I tear my gaze away from the pitch and offer her a sheepish smile. "Sorry, Julieta. I'm just... you know."

She laughs, shaking her head. "I know, I know. You're completely zoned out watching your man. But don't worry, I get it."

I'm grateful for her understanding, but the truth is, it's more than just watching Pablo that has me on edge. I glance over my shoulder, careful not to make it obvious, but I know exactly where Fernando and Pedri's parents are seated. They're not far, just a few rows down and to the left. Close enough that if I weren't careful, they might notice me. I don't think they'd recognize me from this distance, but the thought of even making eye contact makes my stomach twist.

"Oh look! There is Fernando and his parents. We can sit with them," Julieta says enthusiasts.

"No, I'm good here," I smile.

"But it looks like we're avoiding them. Fernando is so nice and I really love Pedri's parents," she says.

"But we've been sitting here the whole first half. Besides, it's a big stadium. It's not like we're avoiding them." But we are, in a way. Well, I am. I hadn't felt ready to face Fernando, not after everything that's been swirling around in my head lately. The guilt, the confusion—it's all too much. Sitting with Pedri's family would have made it feel like I was stepping into territory I wasn't ready to navigate, especially with Pablo on the field, unaware of the emotional turmoil I've been grappling with.

And I never met Pedri his parents. That would be weird.

The players take their positions, and I spot Pablo near the midfield. He looks focused, determined. My heart swells with pride just watching him out there, but there's also a pang of something else—something heavier that I can't quite shake.

The whistle blows, and the game resumes. I try to lose myself in the action, cheering when our team makes a good play, gasping when the opposition gets too close to our goal. But even as I watch, my thoughts keep drifting back to the uncomfortable knot of emotions sitting in my chest.

Tonight Fc Barcelona plays against Feyenoord again. The last game in the groupfase. If they win this then we're through to the knockout. 

Julieta is absorbed in the game, her eyes following the ball as it moves up and down the field. She's always been good at immersing herself in the moment, and I envy that about her. I wish I could do the same right now, but it's like there's this constant buzzing in my mind that won't let me forget everything else.

I glance back toward where Fernando and Pedri's parents are sitting. They're focused on the game, too, completely unaware of the inner battle I'm fighting just a few rows away.

I shake my head, trying to dispel the thoughts. This is supposed to be a happy occasion, a chance to support Pablo and enjoy the sport he loves.
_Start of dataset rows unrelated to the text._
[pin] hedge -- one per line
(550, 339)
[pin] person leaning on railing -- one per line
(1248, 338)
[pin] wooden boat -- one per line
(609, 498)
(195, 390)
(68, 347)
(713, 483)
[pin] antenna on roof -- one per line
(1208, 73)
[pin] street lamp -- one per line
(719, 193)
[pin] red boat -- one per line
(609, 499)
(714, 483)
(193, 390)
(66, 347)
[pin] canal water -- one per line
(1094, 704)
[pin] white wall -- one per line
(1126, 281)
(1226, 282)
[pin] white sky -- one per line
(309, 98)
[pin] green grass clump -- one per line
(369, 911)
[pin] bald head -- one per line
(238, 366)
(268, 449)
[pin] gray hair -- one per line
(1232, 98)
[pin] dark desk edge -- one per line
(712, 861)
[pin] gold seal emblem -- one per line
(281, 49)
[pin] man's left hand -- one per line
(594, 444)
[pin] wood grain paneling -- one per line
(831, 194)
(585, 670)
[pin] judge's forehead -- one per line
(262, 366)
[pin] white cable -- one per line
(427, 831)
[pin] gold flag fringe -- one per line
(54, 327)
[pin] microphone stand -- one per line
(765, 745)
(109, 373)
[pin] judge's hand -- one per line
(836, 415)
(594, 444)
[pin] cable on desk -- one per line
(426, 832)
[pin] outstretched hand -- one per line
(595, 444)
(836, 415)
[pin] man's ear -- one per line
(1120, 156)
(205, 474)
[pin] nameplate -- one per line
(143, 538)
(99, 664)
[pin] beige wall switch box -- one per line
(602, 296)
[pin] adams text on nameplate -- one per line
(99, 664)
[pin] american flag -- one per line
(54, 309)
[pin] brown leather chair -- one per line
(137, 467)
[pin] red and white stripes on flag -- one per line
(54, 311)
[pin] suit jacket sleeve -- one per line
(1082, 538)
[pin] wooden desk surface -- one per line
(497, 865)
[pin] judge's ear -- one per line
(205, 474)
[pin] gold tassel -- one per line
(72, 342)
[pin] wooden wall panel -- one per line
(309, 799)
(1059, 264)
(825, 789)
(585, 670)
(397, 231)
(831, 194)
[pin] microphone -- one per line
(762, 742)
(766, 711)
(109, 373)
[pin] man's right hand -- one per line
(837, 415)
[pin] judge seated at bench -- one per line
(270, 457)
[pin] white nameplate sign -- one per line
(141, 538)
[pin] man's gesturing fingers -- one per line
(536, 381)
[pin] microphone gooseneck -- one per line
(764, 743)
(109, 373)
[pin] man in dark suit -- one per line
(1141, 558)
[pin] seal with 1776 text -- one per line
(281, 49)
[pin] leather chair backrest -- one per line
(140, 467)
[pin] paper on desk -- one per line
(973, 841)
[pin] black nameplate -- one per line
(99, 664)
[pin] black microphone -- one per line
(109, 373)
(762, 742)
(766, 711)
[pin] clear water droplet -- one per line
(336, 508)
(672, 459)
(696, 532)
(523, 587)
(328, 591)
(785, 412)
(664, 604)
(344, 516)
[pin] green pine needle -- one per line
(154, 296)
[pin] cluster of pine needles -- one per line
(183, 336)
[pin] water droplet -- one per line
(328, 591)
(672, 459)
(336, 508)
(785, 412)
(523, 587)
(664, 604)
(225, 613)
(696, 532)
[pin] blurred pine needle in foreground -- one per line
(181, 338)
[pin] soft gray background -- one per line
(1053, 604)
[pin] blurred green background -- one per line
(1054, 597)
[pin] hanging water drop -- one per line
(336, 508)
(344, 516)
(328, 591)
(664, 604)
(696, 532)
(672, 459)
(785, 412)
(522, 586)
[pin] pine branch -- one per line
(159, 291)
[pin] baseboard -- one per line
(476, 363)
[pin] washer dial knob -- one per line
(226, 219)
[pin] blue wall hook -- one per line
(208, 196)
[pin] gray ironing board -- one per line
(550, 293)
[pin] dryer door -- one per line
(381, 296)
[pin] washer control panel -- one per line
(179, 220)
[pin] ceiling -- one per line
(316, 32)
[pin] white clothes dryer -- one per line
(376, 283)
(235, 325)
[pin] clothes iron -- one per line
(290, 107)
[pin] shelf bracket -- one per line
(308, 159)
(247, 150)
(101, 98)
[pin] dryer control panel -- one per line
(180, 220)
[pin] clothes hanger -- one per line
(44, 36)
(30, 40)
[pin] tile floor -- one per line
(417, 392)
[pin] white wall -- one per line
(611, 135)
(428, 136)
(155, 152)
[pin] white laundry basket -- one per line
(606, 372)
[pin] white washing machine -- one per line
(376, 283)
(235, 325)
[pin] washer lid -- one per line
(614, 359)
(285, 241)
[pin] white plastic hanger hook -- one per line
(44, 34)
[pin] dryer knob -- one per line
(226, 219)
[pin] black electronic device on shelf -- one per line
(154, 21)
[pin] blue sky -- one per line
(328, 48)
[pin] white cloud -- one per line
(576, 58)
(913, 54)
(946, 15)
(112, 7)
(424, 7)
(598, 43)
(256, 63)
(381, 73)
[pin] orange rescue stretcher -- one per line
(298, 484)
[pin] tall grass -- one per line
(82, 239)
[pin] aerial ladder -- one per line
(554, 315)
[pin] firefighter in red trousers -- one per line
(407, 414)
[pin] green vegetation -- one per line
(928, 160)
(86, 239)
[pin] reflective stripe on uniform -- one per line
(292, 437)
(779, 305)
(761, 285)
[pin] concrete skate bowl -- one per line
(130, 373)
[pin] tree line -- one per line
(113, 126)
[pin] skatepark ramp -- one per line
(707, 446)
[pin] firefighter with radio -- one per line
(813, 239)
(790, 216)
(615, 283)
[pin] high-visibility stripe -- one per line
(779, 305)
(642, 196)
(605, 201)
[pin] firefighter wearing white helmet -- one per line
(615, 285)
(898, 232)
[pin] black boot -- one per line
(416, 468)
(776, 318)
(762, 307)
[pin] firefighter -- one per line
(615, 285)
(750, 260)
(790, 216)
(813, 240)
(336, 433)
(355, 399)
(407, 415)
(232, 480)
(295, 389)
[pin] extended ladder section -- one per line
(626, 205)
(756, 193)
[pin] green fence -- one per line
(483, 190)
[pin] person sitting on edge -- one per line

I don't want to ruin it by getting lost in my own fears and doubts.

On the field, Pablo intercepts a pass, and I'm on my feet before I realize what I'm doing, cheering loudly with the rest of the crowd. He's so skilled, so confident with the ball at his feet. Watching him play is a reminder of all the reasons I fell for him in the first place—his passion, his drive, the way he lights up when he's doing what he loves.